Anyway, the two bows that came with my tagelharpas were becoming a little problematic for me- one was too small and lightweight ...skittered around and didn't give me a hearty tone. The other, which looked cool because it was made from a bent stick bark and all...gave a good tone but was a little too heavy- difficult to be agile with it when playing.
I went to my local music store and was able to try out about 7 bows for cellos and for violas- full sized ones and half sized ones, etc. None of them were very high quality or expensive, but that was fine- I was just looking for a good weight bow I could work with better than my current ones. I had also been borrowing an old cheap fiddle bow from Brian, but that was too light and a little too long again. that told me I should maybe look at the viola and cello bows.

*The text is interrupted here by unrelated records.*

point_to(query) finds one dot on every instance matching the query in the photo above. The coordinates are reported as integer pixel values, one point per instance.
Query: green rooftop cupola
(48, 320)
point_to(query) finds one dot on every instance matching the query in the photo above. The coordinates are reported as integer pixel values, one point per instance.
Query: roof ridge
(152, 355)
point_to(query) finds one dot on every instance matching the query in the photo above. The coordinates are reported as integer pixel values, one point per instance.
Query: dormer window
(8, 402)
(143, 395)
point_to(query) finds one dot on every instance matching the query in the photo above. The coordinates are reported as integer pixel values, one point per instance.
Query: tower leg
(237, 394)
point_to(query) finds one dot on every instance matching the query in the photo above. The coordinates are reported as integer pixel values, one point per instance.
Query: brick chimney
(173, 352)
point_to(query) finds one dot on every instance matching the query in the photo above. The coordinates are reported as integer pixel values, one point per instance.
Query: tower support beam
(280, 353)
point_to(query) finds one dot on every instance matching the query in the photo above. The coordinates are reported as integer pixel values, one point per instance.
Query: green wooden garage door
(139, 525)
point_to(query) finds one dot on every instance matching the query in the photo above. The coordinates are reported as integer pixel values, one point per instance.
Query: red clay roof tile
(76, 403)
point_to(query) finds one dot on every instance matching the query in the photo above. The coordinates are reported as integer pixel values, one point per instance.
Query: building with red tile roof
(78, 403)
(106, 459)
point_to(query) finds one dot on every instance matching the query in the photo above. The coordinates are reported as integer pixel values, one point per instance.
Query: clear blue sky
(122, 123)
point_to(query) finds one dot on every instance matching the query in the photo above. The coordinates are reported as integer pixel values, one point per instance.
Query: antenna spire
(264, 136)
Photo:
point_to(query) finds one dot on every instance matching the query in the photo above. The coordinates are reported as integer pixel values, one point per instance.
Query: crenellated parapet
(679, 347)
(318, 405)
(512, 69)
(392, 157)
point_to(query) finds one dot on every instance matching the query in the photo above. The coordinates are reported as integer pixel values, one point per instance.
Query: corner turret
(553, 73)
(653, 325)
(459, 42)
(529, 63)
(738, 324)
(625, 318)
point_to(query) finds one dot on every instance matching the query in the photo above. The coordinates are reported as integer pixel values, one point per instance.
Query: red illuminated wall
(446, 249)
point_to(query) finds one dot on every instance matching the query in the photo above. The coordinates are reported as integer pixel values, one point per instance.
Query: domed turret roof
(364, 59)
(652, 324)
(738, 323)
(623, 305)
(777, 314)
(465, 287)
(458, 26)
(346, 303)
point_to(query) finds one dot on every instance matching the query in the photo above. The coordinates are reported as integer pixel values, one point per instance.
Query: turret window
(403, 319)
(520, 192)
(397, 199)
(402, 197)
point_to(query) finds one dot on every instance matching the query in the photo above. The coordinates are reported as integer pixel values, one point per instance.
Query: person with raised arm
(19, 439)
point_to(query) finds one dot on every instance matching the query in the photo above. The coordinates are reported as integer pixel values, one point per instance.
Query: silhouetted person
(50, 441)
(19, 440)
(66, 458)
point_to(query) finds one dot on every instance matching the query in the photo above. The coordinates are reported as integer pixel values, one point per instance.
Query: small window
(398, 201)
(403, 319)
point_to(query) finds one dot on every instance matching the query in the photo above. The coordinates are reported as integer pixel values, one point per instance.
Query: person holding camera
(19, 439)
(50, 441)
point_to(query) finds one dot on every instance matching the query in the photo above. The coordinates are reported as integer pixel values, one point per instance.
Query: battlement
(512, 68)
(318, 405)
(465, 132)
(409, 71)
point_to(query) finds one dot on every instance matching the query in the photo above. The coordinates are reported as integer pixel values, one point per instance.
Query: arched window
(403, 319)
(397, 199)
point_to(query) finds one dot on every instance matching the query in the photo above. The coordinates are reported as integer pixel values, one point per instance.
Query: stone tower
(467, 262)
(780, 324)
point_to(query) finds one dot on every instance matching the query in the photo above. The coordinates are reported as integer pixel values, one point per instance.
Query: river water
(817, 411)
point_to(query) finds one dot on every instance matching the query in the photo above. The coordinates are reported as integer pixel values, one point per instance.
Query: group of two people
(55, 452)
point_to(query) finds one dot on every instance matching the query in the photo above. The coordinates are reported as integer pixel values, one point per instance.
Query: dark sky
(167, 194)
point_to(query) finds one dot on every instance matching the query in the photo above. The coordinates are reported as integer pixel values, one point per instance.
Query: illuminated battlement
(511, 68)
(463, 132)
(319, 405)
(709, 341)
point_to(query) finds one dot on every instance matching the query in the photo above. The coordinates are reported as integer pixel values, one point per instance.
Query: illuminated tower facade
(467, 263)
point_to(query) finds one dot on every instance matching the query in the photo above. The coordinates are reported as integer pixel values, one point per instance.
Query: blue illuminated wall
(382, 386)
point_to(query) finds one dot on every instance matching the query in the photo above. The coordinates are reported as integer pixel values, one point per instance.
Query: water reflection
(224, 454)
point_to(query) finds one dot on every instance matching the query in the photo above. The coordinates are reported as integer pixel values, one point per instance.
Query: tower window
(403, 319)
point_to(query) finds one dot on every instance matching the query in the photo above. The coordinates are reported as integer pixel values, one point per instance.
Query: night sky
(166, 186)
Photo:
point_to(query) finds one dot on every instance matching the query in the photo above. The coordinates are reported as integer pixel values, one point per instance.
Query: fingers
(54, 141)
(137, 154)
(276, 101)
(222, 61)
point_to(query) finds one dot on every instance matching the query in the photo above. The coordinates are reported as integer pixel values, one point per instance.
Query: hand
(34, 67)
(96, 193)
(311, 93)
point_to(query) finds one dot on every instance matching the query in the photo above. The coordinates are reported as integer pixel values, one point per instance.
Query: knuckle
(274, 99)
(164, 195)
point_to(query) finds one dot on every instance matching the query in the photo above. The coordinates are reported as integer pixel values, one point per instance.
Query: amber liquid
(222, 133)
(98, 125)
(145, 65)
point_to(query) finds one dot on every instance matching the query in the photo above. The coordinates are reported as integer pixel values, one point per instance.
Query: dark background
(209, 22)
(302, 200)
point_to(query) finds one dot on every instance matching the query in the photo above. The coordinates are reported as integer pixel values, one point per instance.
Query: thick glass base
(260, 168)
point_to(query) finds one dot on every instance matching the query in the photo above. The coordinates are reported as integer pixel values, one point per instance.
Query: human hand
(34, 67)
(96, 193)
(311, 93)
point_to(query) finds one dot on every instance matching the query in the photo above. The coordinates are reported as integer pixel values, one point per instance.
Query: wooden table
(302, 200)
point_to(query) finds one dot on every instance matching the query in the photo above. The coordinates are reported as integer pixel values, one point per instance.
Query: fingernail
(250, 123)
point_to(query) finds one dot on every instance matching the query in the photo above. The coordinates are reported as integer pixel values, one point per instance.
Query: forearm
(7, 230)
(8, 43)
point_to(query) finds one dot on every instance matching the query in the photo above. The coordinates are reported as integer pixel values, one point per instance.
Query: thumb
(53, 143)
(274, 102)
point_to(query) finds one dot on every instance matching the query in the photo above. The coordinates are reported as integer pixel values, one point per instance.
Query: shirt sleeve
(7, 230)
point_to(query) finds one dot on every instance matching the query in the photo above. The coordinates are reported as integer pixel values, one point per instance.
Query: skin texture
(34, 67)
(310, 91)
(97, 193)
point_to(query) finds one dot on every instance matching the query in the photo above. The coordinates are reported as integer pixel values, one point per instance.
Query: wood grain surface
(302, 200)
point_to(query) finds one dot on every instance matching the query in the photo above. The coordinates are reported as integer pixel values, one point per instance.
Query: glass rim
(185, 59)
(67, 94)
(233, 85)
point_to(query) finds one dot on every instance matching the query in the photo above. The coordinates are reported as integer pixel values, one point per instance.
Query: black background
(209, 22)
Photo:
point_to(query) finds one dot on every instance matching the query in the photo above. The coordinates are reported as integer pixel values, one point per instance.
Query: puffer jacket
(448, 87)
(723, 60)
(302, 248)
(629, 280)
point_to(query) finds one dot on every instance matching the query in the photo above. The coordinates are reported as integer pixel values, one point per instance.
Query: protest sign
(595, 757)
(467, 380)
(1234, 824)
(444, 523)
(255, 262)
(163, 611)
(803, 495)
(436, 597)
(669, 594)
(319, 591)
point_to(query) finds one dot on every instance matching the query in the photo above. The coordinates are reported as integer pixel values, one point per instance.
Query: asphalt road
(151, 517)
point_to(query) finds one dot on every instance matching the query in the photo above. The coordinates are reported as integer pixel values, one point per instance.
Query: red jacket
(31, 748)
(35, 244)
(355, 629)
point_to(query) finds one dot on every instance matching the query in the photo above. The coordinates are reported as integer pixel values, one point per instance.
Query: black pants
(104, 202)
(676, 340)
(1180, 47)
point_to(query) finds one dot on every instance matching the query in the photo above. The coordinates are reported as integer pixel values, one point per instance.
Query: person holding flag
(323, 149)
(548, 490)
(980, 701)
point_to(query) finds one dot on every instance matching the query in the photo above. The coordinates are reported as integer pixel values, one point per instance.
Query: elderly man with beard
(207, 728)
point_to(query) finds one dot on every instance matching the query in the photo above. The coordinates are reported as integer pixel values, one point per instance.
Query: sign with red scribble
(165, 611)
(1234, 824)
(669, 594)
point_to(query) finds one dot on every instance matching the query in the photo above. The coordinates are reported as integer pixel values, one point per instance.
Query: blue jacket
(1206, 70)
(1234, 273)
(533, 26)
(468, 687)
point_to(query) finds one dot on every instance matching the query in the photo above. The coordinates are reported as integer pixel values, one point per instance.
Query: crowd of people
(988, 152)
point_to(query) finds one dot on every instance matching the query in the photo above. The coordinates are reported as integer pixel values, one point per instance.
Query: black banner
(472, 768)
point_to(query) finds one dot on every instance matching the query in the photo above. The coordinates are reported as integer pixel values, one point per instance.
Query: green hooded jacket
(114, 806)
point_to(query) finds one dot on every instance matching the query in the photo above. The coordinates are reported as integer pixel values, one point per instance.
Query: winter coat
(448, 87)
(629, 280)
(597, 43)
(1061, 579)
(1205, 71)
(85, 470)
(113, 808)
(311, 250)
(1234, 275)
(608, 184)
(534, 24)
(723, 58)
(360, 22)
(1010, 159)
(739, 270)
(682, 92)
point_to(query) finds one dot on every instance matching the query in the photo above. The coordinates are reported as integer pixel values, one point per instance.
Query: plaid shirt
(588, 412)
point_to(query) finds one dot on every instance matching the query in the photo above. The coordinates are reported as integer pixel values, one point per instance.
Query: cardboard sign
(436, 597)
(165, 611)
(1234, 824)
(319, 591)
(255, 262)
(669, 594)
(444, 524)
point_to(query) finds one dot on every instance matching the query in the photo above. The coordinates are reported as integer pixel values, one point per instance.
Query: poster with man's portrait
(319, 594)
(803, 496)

After spending 45 minutes rosining and trying the bows back and forth in the music store, trying them on my tagelharpa (much to the amusement of the various teenage electric guitar customers coming and going).... I found the nicest feeling one with the best tone of the bunch was a full sized viola bow. There were two of them for sale- for $80 and $40, and oddly i liked the feel and tone of the $40 one better. It was made in China. I know it's not a very good bow, but it's a step up from what i've been using!
So I went home with a new bow to practice with, it was quite exciting for me!
I had been shamefully neglecting my tagelharpas over the past 2 months, but for the past two weeks I've plunged back into practicing them again. I found that changing my practice time from evening to morning really helped me, as too often in the evening I was simply too tired mentally to want to get practicing. It seems more inspiring and fresh somehow in the morning, so that change is helping me to better stick with it and progress.
I also ordered a book and CD of simple Finnish kantele tunes which are specifically for the 5 string kantele and will likely be perfectly suited to the tagelharpa which is based upon a 5 or 6 note note scale.
I am very slowly making progress. But more importantly, I am still really loving playing this instrument even though it's a great deal of work and a huge challenge for me.
Those irritated by grain of sand best avoid beach.